Speaking of Disney+, what’s it been like figuring out what stories are left to tell with that character as work begins on Armor Wars?

DC: It’s in a very nascent stage of it. We’re just about to start, coming up here the beginning of this year, to start to answer those questions: What is there to tell? 

I think with Rhodey, there is a lot of room to explore and a lot of landscape that we haven’t even begun to navigate with him. So I’m hopeful that we’re going to get into his personal life, his relationships, and really understand who he is, what his MO is. How he’s walking this line between being a military person, and really his fealty to that versus what he’s going to have to do, potentially, as a citizen in actions that won’t be sanctioned by the military to go get this armor back. And what his moral code’s going to be.

So that’s all stuff that we’re going to be looking forward to jumping into once we get in the spring.

You’ve teamed up again with Steven Soderbergh for the film No Sudden Move.
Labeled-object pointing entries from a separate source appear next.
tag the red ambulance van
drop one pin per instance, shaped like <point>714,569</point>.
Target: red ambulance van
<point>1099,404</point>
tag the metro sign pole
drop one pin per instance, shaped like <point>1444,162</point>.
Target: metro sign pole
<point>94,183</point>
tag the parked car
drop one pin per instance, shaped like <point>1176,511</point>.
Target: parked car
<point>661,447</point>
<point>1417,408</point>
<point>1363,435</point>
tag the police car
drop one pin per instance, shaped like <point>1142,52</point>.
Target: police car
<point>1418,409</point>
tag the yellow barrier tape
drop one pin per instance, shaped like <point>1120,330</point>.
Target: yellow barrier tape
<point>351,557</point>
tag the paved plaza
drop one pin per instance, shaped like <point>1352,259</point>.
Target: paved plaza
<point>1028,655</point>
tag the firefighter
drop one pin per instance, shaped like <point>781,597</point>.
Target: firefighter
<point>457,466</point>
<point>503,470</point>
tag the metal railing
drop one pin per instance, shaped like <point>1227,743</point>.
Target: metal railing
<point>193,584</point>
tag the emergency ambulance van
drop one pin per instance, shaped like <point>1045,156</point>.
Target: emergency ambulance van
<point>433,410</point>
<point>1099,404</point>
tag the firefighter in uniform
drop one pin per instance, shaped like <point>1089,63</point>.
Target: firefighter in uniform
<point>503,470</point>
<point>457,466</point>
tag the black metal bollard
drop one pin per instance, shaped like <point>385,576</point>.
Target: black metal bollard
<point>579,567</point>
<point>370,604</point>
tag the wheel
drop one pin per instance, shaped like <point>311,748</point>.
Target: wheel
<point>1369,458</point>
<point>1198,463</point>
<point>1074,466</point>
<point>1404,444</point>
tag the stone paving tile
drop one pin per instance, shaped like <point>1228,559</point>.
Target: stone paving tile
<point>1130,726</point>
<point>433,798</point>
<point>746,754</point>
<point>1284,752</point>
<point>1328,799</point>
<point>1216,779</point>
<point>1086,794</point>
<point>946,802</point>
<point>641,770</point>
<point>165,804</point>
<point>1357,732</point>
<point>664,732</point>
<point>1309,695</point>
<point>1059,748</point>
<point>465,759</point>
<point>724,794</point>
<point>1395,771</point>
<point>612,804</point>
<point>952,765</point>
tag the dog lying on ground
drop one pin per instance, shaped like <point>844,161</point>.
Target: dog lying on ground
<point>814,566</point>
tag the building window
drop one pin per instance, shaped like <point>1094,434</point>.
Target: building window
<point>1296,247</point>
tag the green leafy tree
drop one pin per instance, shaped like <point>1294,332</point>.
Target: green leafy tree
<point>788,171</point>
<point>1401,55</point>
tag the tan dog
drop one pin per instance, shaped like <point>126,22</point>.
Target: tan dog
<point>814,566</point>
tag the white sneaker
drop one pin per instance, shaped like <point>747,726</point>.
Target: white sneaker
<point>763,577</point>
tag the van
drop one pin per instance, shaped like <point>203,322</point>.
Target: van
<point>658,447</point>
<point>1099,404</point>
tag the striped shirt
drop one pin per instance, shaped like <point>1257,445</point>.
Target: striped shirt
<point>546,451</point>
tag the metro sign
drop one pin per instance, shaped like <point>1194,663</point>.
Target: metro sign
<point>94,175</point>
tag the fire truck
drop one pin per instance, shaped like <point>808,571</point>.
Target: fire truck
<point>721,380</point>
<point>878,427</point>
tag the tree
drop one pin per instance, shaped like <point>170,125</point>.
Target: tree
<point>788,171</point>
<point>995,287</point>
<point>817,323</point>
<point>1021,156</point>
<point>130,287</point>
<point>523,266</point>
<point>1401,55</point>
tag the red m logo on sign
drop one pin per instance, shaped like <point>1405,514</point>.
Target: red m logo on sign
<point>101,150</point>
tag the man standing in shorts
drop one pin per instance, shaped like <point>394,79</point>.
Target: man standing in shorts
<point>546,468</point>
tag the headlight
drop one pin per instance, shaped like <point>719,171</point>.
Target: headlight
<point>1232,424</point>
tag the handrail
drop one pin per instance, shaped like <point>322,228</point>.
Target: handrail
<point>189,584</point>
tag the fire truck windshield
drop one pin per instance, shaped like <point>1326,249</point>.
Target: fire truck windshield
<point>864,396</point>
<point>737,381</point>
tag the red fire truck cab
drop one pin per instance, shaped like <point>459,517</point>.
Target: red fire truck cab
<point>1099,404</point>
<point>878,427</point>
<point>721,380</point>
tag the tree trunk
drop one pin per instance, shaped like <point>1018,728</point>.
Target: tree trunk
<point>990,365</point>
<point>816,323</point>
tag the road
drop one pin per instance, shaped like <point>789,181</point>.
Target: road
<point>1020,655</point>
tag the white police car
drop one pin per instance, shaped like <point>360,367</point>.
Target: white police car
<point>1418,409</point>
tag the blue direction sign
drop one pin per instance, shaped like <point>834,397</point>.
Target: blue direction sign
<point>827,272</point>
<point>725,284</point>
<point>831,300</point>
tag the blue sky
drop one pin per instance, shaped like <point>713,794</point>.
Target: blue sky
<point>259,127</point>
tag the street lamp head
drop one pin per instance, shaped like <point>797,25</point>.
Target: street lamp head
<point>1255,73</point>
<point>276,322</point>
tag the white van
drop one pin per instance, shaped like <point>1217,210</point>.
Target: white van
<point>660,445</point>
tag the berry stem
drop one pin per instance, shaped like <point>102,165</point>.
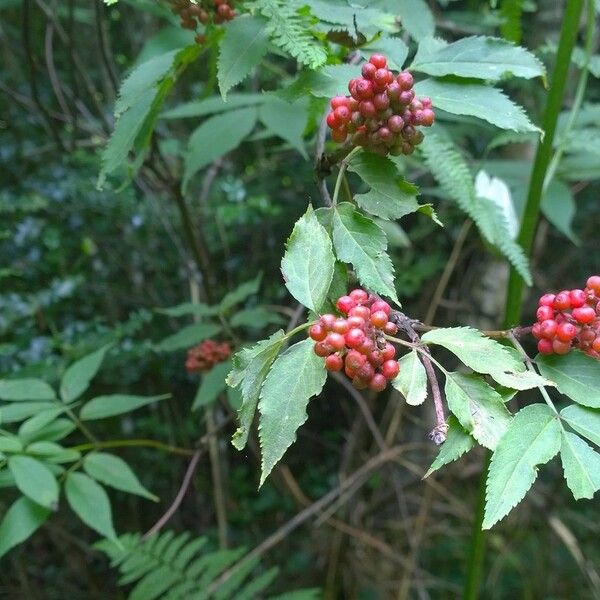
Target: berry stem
<point>343,166</point>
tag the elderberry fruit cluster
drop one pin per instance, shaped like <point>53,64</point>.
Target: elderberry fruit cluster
<point>382,113</point>
<point>205,356</point>
<point>570,319</point>
<point>356,342</point>
<point>202,11</point>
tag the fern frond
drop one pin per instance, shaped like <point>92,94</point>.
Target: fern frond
<point>512,12</point>
<point>174,567</point>
<point>289,31</point>
<point>452,173</point>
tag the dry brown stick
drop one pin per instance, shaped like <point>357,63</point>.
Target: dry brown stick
<point>280,534</point>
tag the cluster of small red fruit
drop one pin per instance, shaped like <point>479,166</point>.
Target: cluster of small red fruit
<point>570,319</point>
<point>381,113</point>
<point>205,356</point>
<point>203,11</point>
<point>356,342</point>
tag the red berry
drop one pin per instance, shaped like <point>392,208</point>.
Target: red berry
<point>390,369</point>
<point>578,298</point>
<point>548,328</point>
<point>354,338</point>
<point>359,296</point>
<point>378,319</point>
<point>368,70</point>
<point>334,362</point>
<point>585,314</point>
<point>565,332</point>
<point>561,347</point>
<point>345,304</point>
<point>594,283</point>
<point>317,332</point>
<point>544,313</point>
<point>562,301</point>
<point>378,61</point>
<point>389,351</point>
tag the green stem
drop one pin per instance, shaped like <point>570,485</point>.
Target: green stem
<point>568,36</point>
<point>340,178</point>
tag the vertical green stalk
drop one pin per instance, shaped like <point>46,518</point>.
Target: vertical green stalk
<point>568,36</point>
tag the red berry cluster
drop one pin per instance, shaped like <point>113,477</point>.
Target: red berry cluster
<point>570,319</point>
<point>357,343</point>
<point>202,11</point>
<point>382,112</point>
<point>205,356</point>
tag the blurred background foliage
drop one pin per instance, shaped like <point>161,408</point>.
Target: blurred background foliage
<point>80,268</point>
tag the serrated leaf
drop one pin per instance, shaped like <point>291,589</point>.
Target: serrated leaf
<point>585,421</point>
<point>116,473</point>
<point>19,522</point>
<point>576,375</point>
<point>308,263</point>
<point>478,57</point>
<point>115,404</point>
<point>390,197</point>
<point>78,376</point>
<point>458,442</point>
<point>16,390</point>
<point>250,367</point>
<point>481,101</point>
<point>217,136</point>
<point>411,381</point>
<point>581,465</point>
<point>478,406</point>
<point>35,480</point>
<point>90,503</point>
<point>241,49</point>
<point>358,241</point>
<point>187,337</point>
<point>532,439</point>
<point>480,353</point>
<point>295,377</point>
<point>212,384</point>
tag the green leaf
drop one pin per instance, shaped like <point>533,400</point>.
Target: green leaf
<point>213,383</point>
<point>308,263</point>
<point>357,240</point>
<point>115,472</point>
<point>217,136</point>
<point>241,49</point>
<point>90,503</point>
<point>390,197</point>
<point>585,421</point>
<point>115,404</point>
<point>187,337</point>
<point>250,367</point>
<point>480,353</point>
<point>457,443</point>
<point>478,57</point>
<point>411,381</point>
<point>296,376</point>
<point>285,120</point>
<point>481,101</point>
<point>532,439</point>
<point>78,376</point>
<point>15,390</point>
<point>20,521</point>
<point>576,375</point>
<point>35,480</point>
<point>581,465</point>
<point>478,406</point>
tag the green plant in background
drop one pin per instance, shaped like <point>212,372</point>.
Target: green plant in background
<point>365,206</point>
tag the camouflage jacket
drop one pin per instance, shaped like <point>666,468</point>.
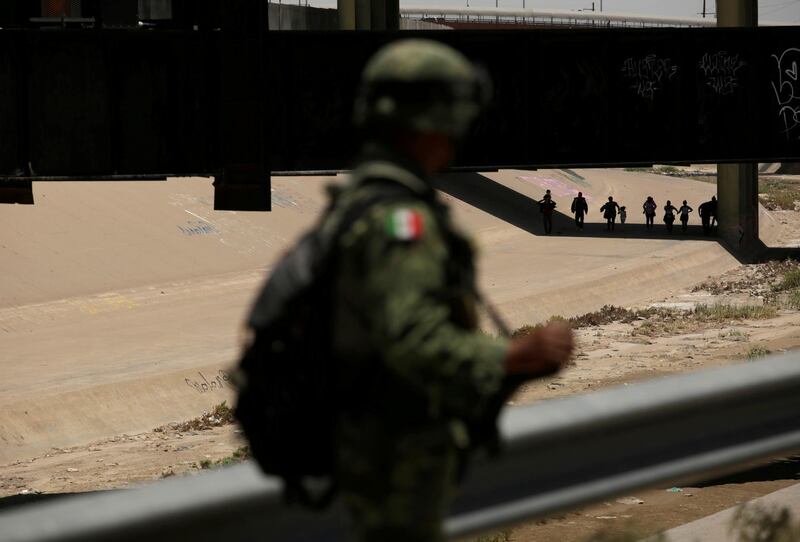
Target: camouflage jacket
<point>405,325</point>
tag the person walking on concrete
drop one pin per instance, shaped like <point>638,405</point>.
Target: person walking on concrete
<point>713,212</point>
<point>669,215</point>
<point>404,331</point>
<point>684,215</point>
<point>580,207</point>
<point>609,210</point>
<point>705,211</point>
<point>649,209</point>
<point>547,206</point>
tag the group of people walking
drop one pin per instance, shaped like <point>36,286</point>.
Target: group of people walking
<point>611,209</point>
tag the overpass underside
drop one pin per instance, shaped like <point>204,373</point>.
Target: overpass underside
<point>214,93</point>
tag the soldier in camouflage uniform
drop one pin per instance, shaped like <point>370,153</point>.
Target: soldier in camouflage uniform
<point>416,370</point>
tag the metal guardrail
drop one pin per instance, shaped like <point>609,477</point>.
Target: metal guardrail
<point>563,17</point>
<point>558,454</point>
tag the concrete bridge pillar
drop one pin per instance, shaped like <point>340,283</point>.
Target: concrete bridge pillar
<point>737,184</point>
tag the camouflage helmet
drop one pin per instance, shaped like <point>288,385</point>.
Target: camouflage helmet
<point>422,85</point>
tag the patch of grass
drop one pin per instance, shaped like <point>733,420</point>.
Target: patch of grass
<point>239,455</point>
<point>790,281</point>
<point>723,312</point>
<point>733,335</point>
<point>756,352</point>
<point>220,415</point>
<point>758,523</point>
<point>627,535</point>
<point>606,315</point>
<point>792,301</point>
<point>502,536</point>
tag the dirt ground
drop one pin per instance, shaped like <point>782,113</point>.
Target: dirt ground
<point>664,341</point>
<point>643,345</point>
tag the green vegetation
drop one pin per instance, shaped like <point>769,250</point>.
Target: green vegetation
<point>733,335</point>
<point>756,523</point>
<point>723,312</point>
<point>239,455</point>
<point>606,315</point>
<point>790,281</point>
<point>627,535</point>
<point>756,352</point>
<point>502,536</point>
<point>220,415</point>
<point>792,300</point>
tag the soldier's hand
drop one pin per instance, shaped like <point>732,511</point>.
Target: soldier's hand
<point>542,352</point>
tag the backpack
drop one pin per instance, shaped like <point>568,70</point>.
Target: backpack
<point>287,402</point>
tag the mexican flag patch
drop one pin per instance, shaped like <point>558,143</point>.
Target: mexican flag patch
<point>405,225</point>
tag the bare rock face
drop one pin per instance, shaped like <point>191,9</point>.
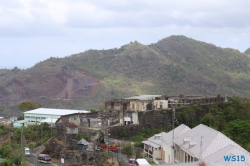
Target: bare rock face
<point>54,146</point>
<point>56,83</point>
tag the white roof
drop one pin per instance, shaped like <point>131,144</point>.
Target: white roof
<point>230,150</point>
<point>206,142</point>
<point>156,140</point>
<point>52,111</point>
<point>142,162</point>
<point>21,121</point>
<point>153,144</point>
<point>143,97</point>
<point>49,120</point>
<point>168,137</point>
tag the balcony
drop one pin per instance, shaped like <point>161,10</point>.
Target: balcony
<point>151,153</point>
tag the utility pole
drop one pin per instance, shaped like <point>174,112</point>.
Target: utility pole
<point>173,105</point>
<point>173,119</point>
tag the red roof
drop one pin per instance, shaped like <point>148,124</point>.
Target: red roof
<point>72,125</point>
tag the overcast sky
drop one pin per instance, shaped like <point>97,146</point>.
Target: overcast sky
<point>34,30</point>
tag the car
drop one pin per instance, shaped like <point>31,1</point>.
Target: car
<point>132,162</point>
<point>44,158</point>
<point>27,151</point>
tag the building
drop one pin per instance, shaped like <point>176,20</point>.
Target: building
<point>205,143</point>
<point>50,121</point>
<point>20,123</point>
<point>129,107</point>
<point>41,114</point>
<point>167,142</point>
<point>153,146</point>
<point>83,145</point>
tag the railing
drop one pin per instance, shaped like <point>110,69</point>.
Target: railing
<point>150,152</point>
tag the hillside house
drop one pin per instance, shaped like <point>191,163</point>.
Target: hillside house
<point>153,146</point>
<point>128,108</point>
<point>191,145</point>
<point>41,114</point>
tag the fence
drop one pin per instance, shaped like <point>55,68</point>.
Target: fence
<point>122,159</point>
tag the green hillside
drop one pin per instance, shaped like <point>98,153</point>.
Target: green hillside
<point>247,51</point>
<point>172,66</point>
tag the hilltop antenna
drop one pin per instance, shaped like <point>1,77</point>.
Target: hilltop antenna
<point>201,147</point>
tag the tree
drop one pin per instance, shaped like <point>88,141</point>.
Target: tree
<point>239,131</point>
<point>28,105</point>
From the Ocean’s movies through to this latest one, what’s that relationship been like between the two of you working together on so many pictures now?

DC: Steven has been a cool collaborator. We also have a series in development. It’s been amazing. He’s always been someone that I can go to and kind of chop stuff up about what we’re doing creatively. We always have each other in mind, trying to figure out ways to keep the relationship going.

And it’s at a point now where there’s never been more places to sort of use our voices in terms of how much streaming there is, places that want these kinds of stories that we’re telling.

So it’s a relationship that’s continued now for many, many years and I’m appreciative of it.

I write about a lot of music. And we’ve seen the role of music evolve, from the socially conscious folk tradition through to today where you don’t see as much music with a message and, when you do, it seems harder for it to resonate. But from Darfur to the last four years, you’ve never been afraid to speak your mind. How important is it today to take advantage of the platform you have and use it for good? 

DC: I think we’ve seen the effect of that, not just from me but from a lot of people, for sure on social media, who have a big voice so to speak – mine not nearly as big as a lot of those people on the platform.

We’ve also seen it not just in this country but all over the world. Look at what’s happening in Russia. That’s astounding. People are finding their collective voices and attempting to move their communities and move things – and not always in a positive way, as we saw what happened in our own country on January 6

But people are trying to find their voice and are trying to become a part of the process and aren’t just sitting back saying, “Well, I can’t do anything.” Which is that sort of ennui and sort of disaffected nature of how we’ve looked at our government that has been the reason why we’ve gotten to a lot of these places where people are struggling to make ends meet and can’t put food on the table. 

So I’m glad that people are now engaged and are awake and aware and are attempting to take control of their own destinies in that way.